The graphic above is meant to illustrate possible sites for "abiotic oil" deposits, but if you look carefully at the oceans, you can find seafloor ridges which are ground zero for the motion of the continents. New seafloor -- as molten lava which cools and solidifies in contact with seawater -- is pushed upward from beneath the ocean crust, causing a spreading of the ocean crust outward. Eventually the ocean crust is pushed into contact with thicker continental crust, where it subducts -- dives downward into the mantle. This subduction is associated with volcano formation, and other geologic changes, such as slow movement of the continental plates.
ImageSource

This "dance of the continents" is likely to bring the land masses together again in the future, over and over again in different formations. This is important in relation to where very old oil deposits are likely to be found, and where large future deposits of oil are likely to be formed in their turn.

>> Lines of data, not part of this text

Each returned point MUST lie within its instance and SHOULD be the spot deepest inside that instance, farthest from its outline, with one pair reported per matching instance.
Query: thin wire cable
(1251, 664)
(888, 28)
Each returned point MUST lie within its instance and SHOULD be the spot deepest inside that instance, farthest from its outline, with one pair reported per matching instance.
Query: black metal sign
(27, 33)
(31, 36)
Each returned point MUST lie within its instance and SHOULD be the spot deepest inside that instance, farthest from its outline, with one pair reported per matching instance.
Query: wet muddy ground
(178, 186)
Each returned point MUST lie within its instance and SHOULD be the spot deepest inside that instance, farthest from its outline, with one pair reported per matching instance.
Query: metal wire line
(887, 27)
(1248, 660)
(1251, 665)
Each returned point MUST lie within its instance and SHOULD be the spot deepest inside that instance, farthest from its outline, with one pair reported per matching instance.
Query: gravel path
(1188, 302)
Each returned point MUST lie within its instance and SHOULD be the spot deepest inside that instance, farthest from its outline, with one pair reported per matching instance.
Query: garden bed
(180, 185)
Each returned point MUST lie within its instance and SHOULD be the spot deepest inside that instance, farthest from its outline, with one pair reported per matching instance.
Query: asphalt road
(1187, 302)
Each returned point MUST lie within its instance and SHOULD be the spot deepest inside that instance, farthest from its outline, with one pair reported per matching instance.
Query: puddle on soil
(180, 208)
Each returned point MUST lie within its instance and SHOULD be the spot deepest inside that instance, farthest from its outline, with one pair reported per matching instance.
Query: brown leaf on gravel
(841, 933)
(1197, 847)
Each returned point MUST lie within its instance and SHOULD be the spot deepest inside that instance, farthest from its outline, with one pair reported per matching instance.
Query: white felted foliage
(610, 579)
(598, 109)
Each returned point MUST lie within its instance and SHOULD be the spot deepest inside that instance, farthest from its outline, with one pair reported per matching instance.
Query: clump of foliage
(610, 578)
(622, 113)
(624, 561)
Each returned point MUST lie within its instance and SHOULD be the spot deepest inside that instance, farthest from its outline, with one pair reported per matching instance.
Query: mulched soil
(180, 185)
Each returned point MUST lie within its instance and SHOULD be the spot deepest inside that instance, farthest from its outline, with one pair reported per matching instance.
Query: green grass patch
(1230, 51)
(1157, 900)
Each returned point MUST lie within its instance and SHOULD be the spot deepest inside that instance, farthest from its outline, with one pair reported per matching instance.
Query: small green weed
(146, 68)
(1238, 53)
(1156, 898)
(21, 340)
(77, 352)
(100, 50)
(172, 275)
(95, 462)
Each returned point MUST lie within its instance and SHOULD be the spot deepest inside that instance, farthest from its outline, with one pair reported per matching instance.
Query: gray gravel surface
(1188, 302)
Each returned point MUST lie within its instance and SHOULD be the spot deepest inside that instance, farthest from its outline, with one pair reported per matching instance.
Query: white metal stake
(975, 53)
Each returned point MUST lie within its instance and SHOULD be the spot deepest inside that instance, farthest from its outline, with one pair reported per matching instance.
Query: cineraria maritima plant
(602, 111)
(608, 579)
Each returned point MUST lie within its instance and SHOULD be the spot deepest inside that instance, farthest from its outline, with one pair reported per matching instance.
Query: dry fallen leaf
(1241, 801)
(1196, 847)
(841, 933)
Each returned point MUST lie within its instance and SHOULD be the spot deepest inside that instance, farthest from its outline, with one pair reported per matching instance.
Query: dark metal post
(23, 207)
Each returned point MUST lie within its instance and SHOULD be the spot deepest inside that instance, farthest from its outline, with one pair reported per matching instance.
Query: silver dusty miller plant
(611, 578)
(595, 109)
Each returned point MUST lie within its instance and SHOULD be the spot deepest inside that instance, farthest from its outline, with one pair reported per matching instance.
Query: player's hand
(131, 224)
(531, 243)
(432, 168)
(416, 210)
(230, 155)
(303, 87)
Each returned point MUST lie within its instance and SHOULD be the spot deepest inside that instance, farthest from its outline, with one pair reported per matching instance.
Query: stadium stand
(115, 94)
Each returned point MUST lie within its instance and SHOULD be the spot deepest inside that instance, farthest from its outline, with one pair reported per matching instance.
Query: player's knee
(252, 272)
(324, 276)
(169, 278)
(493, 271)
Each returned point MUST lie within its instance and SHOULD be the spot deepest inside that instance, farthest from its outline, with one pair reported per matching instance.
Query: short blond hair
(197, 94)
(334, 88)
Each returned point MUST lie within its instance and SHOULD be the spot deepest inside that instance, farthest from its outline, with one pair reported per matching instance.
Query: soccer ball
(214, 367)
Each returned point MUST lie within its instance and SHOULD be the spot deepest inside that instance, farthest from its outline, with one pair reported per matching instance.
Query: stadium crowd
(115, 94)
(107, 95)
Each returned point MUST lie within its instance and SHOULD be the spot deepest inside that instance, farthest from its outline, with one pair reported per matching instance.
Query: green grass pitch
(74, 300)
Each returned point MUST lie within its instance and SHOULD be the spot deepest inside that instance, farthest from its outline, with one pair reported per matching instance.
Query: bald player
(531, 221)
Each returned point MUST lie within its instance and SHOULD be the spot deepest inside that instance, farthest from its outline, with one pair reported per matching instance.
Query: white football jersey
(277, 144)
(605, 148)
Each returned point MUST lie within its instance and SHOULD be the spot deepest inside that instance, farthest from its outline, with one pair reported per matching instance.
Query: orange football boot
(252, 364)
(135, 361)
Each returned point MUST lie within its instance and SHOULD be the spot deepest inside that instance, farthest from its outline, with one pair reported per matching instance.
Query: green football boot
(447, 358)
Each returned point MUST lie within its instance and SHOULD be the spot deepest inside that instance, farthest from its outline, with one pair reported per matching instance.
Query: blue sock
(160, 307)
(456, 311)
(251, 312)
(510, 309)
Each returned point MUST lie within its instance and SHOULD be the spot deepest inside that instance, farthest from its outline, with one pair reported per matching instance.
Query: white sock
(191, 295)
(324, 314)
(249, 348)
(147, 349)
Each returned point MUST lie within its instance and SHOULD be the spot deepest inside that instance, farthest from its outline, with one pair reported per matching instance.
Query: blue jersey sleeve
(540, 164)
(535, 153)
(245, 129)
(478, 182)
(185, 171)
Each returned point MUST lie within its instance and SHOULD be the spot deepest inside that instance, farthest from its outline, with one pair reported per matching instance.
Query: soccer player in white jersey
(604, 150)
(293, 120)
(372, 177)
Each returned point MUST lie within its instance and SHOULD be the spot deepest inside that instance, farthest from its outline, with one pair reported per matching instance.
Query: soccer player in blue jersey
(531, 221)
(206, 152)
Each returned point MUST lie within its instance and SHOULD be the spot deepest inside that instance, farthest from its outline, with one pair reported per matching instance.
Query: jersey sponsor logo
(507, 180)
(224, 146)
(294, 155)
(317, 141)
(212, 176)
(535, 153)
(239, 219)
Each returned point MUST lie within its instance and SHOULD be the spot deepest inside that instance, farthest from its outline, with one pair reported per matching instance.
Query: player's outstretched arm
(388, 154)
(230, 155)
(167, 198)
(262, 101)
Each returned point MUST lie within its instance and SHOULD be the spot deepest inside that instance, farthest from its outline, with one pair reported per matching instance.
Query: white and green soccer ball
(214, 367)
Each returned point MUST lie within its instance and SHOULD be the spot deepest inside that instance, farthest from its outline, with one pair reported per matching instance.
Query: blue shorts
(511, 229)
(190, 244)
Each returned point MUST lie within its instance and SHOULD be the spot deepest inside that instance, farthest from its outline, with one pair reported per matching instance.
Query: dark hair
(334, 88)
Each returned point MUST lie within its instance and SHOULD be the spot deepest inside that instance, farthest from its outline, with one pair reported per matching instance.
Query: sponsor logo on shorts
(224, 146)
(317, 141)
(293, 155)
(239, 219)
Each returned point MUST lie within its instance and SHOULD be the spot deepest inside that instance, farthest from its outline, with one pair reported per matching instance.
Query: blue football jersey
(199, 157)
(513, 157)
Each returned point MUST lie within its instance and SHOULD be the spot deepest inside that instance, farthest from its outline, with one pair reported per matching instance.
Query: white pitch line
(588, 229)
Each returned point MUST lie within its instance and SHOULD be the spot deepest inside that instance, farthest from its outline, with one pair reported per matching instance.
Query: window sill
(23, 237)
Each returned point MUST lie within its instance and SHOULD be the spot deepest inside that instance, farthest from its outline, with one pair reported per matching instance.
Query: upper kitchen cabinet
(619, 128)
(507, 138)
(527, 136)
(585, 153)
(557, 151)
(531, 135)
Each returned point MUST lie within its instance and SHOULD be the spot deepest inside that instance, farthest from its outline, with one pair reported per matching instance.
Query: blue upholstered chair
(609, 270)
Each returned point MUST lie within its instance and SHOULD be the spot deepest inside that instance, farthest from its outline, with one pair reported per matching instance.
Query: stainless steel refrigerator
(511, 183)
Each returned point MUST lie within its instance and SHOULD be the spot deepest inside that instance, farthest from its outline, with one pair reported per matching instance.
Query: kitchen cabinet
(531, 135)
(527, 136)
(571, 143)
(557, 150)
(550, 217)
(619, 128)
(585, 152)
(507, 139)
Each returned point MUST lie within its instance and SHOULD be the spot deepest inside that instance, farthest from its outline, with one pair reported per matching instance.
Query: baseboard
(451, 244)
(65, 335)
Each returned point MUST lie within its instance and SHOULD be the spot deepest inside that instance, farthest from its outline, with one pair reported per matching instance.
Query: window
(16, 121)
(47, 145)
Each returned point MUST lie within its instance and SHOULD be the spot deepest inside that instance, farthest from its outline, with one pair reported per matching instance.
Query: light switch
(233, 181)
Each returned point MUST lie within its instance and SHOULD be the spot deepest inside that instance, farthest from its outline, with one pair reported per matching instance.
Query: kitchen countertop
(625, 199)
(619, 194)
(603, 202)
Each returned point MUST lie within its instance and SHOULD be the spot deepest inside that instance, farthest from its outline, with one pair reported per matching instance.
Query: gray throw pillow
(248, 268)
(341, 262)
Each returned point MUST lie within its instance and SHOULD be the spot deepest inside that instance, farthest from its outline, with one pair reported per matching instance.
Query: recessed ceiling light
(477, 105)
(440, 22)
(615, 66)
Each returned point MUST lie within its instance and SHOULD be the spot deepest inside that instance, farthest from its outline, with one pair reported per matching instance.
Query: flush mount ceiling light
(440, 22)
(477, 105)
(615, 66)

For example, why is oil often found in deserts and arctic wastes?
Oil and gas result mostly from the rapid burial of dead microorganisms in environments where oxygen is so scarce that they do not decompose. This lack of oxygen enables them to maintain their hydrogen-carbon bonds, a necessary ingredient for the production of oil and gas. Newly developing ocean basins, formed by plate tectonics and continental rifting, provide just the right conditions for rapid burial in anoxic waters. Rivers rapidly fill these basins with sediments carrying abundant organic remains. Because the basins have constricted water circulation, they also have lower oxygen levels than the open ocean. For instance, the Gulf of California, an ocean basin in development, is making new oil and gas in real time today. The Gulf of Mexico is also a great example of new oil and gas formation in a restricted circulation environment (see image at right above).

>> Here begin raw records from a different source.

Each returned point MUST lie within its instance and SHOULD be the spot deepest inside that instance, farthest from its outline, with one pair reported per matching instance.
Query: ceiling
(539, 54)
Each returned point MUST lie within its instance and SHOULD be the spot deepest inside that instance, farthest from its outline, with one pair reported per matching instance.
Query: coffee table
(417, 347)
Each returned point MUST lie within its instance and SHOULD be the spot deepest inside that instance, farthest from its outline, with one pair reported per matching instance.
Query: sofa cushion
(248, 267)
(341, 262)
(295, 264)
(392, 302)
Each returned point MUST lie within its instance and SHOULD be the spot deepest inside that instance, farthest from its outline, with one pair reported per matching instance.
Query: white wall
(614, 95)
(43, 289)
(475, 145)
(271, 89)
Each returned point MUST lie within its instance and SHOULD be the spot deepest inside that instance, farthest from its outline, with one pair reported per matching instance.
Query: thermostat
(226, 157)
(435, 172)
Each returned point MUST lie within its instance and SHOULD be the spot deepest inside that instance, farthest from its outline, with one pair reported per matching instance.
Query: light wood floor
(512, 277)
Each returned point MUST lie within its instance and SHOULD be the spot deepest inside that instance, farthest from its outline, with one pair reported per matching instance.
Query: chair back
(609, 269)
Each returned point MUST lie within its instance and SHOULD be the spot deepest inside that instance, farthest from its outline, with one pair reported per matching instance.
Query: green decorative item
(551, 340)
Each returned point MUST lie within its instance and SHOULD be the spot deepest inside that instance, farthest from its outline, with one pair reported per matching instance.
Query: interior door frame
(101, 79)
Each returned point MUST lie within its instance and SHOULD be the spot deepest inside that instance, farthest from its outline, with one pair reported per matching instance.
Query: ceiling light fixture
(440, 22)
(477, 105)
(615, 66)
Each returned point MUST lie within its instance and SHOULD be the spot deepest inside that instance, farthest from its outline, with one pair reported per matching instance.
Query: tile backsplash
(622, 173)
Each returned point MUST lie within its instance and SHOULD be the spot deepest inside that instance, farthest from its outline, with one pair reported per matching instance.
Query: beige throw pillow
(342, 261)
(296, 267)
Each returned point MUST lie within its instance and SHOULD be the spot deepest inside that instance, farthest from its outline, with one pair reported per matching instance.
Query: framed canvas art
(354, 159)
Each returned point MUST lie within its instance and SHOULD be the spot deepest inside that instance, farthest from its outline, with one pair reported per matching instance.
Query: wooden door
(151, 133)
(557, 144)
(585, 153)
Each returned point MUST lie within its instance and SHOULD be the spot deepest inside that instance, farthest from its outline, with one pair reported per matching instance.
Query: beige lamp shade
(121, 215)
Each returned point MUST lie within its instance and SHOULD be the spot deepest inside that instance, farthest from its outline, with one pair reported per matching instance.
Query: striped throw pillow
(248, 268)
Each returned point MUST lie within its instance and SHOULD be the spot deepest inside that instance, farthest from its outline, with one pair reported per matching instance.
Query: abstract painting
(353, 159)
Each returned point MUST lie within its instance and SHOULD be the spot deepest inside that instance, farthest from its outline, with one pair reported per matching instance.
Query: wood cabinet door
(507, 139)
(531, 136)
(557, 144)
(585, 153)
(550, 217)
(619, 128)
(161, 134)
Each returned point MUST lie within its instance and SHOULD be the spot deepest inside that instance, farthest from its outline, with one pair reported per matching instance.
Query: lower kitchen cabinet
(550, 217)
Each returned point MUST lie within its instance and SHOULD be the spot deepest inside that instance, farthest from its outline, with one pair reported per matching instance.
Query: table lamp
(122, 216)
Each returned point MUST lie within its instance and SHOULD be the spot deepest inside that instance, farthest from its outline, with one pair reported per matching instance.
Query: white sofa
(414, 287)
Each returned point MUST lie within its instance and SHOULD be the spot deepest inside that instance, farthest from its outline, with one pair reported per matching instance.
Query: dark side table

The same plate tectonics that provides the locations and conditions for anoxic burial is also responsible for the geologic paths that these sedimentary basins subsequently take. Continental drift, subduction and collision with other continents provide the movement from swamps, river deltas and mild climates--where most organics are deposited--to the poles and deserts, where they have ended up today by coincidence. In fact, the Libyan Sahara Desert contains unmistakable glacial scars and Antarctica has extensive coal deposits--and very likely abundant oil and gas--that establish that their plates were once at the other ends of the earth (see image at right). _SciAm
Similar detective work may lead prospectors to rich petroleum deposits lying between Norway, Iceland, and Greenland. By the same logic applied to more recent timelines, oil and gas in the South China Sea is likely to be discovered.

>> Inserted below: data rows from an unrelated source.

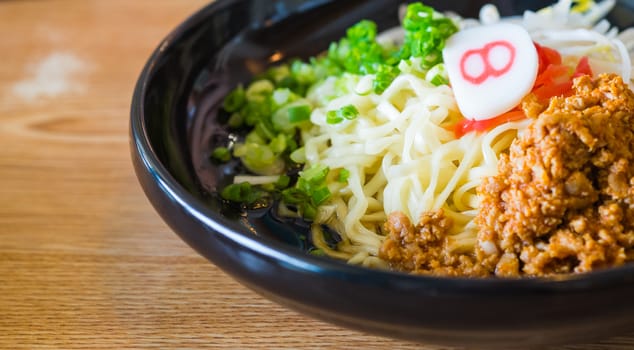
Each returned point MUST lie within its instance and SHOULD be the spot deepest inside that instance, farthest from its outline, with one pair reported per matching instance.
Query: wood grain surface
(85, 262)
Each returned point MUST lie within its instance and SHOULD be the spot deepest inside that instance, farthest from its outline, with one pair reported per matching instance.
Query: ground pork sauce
(562, 201)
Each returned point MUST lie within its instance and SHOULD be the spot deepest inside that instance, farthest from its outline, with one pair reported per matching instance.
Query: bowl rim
(297, 259)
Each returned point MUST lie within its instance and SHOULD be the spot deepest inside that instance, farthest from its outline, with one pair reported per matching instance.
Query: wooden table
(85, 262)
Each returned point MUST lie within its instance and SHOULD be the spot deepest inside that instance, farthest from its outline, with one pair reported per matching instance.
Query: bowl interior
(176, 122)
(230, 42)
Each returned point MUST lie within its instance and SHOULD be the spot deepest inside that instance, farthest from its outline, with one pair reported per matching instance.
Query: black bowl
(174, 123)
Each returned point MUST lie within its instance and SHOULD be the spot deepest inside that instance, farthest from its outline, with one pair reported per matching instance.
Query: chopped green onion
(337, 116)
(344, 174)
(240, 192)
(299, 113)
(282, 182)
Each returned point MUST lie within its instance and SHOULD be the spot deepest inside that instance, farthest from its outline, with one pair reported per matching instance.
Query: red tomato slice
(468, 125)
(583, 68)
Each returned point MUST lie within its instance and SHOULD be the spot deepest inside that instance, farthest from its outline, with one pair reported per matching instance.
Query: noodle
(400, 153)
(400, 157)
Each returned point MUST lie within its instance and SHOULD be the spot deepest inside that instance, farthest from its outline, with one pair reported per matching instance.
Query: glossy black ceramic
(174, 122)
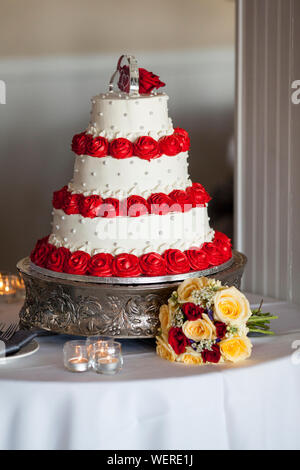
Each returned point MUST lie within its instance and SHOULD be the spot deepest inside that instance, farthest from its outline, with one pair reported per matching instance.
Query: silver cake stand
(122, 307)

As the SciAm article above explains, when a river flows into a limited basin -- such as the Gulf of Mexico -- oil and gas formation are most likely to occur due to rapid sedimentation. But thanks to plate tectonics and shifting continents and river-beds, many areas where rivers once flowed into limited basins have become something completely different, today.

It is no challenge to find oil where crude is already seeping to the surface. That was the case in the early days of oil discovery in the US, the Persian Gulf, and Central Asia. But to find the oil of ancient seas -- that is a challenge. Particularly since that is where most of the world's oil awaits.